The same file as used for the nodes at both ends of the relationship. In this case, Import automatically maps the file and appropriate columns. It is easy for it to indentify the file columns to use in the From and To mapping, as they have already been mapped as ID properties to the nodes at each end.
A file that is used to define the node at only one end of the relationship, but also contains a column that contains the ID of the other node. In this case, you need to manually select the file and specify the From and To mapping manually. This is similar to a table in a relational database the contains a Foreign Key to link to another table, but here that key is used to link to another node rather than a table.
A completely separate file that is used solely to define the relationship. In this case, you need to select the relevant file and then map the columns in the file that correspond to the From and To node ID properties. This is similar to a link table in relational database terms.
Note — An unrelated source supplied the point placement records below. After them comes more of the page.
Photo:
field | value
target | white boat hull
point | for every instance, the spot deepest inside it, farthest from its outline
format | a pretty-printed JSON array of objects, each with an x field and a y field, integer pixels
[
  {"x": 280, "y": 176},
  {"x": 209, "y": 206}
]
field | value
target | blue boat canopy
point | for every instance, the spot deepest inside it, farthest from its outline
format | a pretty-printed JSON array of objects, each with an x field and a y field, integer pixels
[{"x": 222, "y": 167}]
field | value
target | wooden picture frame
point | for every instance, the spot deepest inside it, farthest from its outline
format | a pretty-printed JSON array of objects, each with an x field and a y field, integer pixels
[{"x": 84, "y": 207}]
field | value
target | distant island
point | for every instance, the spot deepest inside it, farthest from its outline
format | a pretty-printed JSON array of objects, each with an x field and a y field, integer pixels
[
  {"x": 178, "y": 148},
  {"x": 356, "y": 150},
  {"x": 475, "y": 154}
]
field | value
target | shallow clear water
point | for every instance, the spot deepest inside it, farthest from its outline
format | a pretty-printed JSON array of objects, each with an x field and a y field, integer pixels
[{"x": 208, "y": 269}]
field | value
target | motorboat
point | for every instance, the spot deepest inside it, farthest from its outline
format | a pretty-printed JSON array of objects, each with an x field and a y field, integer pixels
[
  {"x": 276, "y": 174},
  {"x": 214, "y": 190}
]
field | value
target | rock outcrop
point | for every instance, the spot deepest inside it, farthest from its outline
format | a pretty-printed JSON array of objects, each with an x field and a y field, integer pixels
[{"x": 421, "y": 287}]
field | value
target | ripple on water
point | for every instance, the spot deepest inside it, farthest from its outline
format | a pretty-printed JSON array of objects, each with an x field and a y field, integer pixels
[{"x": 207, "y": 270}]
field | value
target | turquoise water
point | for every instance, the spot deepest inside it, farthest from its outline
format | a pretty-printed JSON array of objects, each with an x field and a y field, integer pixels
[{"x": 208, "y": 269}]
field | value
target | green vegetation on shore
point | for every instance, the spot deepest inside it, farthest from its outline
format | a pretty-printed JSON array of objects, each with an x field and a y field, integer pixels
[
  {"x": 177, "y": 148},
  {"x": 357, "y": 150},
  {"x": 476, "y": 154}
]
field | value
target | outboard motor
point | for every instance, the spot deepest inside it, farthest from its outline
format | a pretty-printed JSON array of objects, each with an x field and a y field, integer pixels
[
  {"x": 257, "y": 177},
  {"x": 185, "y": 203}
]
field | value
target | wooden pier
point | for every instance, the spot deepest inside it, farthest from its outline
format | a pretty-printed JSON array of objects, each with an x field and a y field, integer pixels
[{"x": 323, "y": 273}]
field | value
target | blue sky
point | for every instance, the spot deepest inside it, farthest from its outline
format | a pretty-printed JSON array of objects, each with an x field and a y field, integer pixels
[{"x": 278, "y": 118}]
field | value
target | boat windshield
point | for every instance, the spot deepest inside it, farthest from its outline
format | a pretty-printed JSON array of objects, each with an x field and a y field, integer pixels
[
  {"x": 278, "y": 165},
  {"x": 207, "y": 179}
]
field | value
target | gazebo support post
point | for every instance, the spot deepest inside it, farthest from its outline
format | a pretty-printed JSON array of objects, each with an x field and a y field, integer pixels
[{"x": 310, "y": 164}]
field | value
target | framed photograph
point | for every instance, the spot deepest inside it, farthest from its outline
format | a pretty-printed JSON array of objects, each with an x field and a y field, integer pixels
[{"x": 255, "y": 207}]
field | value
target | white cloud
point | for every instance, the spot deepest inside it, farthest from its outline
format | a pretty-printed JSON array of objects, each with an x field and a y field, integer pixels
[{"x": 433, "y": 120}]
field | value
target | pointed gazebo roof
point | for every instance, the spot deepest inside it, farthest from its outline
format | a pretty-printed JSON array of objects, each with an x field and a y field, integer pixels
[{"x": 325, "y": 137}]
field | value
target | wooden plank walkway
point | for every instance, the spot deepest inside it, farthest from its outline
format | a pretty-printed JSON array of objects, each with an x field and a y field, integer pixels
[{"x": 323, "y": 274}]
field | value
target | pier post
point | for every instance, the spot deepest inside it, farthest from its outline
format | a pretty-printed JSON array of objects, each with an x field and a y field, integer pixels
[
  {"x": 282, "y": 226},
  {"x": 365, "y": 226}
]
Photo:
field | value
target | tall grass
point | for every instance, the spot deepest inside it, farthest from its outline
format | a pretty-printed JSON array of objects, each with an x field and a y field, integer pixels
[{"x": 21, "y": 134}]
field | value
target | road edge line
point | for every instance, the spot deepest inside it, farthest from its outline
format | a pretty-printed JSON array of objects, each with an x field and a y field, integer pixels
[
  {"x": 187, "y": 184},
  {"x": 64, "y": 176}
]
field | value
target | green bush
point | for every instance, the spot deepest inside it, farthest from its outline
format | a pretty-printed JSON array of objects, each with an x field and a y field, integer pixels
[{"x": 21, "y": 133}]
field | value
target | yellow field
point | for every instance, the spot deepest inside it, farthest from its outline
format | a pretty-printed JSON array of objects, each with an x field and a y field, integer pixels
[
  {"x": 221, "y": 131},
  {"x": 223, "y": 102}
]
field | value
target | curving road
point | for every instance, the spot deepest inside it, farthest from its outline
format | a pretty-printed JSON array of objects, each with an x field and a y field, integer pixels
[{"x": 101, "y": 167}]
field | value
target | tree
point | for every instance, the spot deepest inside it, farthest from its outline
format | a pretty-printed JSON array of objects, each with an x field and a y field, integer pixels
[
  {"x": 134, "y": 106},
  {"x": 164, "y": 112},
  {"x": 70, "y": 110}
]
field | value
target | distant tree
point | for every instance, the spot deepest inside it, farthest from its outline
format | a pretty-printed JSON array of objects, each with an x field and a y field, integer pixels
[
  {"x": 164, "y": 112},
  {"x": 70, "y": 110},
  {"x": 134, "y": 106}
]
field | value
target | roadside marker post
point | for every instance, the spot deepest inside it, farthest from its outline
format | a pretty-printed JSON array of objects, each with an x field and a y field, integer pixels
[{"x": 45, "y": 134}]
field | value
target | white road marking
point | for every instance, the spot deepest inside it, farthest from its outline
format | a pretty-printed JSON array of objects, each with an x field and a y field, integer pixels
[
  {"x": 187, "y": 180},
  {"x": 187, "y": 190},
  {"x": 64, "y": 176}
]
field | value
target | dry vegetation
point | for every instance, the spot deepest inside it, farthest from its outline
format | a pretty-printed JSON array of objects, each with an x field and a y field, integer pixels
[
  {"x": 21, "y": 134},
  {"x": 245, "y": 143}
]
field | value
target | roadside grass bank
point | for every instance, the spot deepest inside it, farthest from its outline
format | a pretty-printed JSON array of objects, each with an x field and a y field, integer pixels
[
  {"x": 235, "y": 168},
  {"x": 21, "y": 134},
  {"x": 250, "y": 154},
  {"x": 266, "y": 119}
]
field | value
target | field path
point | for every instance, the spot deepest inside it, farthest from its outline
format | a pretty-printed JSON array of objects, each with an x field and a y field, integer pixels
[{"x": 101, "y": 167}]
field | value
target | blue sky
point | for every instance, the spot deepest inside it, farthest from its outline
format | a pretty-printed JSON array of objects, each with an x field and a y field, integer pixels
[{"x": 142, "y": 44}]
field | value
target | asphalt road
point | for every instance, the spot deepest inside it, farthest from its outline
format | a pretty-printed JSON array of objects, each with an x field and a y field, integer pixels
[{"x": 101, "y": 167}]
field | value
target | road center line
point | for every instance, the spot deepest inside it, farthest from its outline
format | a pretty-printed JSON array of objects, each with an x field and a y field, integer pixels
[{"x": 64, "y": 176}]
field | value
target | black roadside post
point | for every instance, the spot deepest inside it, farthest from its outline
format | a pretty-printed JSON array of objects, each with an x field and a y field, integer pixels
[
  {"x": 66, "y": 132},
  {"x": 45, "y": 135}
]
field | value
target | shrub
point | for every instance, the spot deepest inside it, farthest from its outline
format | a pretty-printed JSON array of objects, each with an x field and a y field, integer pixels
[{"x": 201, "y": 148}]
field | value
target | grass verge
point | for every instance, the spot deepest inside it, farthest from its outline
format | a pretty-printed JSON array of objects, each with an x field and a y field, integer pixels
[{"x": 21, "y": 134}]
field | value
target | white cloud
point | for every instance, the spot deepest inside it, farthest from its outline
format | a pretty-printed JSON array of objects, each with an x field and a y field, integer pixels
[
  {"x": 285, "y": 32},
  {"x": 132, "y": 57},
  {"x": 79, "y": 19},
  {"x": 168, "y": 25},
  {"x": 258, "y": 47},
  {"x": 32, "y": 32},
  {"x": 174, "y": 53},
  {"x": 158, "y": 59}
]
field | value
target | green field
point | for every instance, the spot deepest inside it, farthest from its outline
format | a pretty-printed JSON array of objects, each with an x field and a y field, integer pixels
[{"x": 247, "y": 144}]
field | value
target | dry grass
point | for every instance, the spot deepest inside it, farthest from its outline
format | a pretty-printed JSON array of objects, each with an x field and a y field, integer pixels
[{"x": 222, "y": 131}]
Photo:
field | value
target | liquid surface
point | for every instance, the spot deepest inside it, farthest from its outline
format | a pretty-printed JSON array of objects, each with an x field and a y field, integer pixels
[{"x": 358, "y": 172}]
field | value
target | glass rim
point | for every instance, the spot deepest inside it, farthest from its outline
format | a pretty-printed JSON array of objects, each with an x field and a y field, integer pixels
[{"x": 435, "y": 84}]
This part is crucial to ensuring the relationships link nodes as indended. It is defined in the Node ID mapping section of the details panel.

File filtering

When mapping a file, both to nodes and relationships, you can use a toggle to filter the file. This is useful when using aggregate node lists and relationship lists as source files. Aggregate node lists contain all the nodes in the same file and they can be separated/grouped together by having the same value in a specific column. Aggregate relationship lists contain corresponding information about relationships in one file and the relationships can be grouped together in the same fashion. The file filtering allows you to select a column and an exact value to match and only the elements that match are used as a source for that element in your data model.

Node exclude list

Sometimes a source file may contain a column where multiple rows have the same string as the value, such as [empty] or null. If this column is used as node ID, and you run the import, this results in the creation of "super nodes". Every row in the mapped file that has such a value end up being connected to the same node, the "super node". To avoid this, you can specify strings that should cause Import to exclude the rows they appear in. By default, Import excludes any rows where the value of the node ID column is empty.

The node exclude list is available from the more menu (…) in the data model panel, under Settings.

Complete the mapping

If the mapping is not complete, ie. if any element in the model is missing the green checkmark, the import can’t be run. If you try, Import sends an error message and highlights which element(s) in the model is missing information and also which fields in the details panel need to be filled out.

For nodes, the following information is required:

Label - to identify the type of a node
File - the source file for the node from which the properties are derived
Properties - at least one property needs to be selected and if more than one, one needs to be selected as the node ID

For relationships:

Type - a name that describes the relationship it represents
File - the source file that contains information on which nodes are connected by the relationship
Node ID mapping - which nodes in the model are connected by the relationship; their labels, IDs and ID columns.

If the mapping is not complete, you can run a preview of the import, but it does not contain incompletely mapped elements.

Once every element in the model has a green checkmark to indicate complete mapping, the import can be run.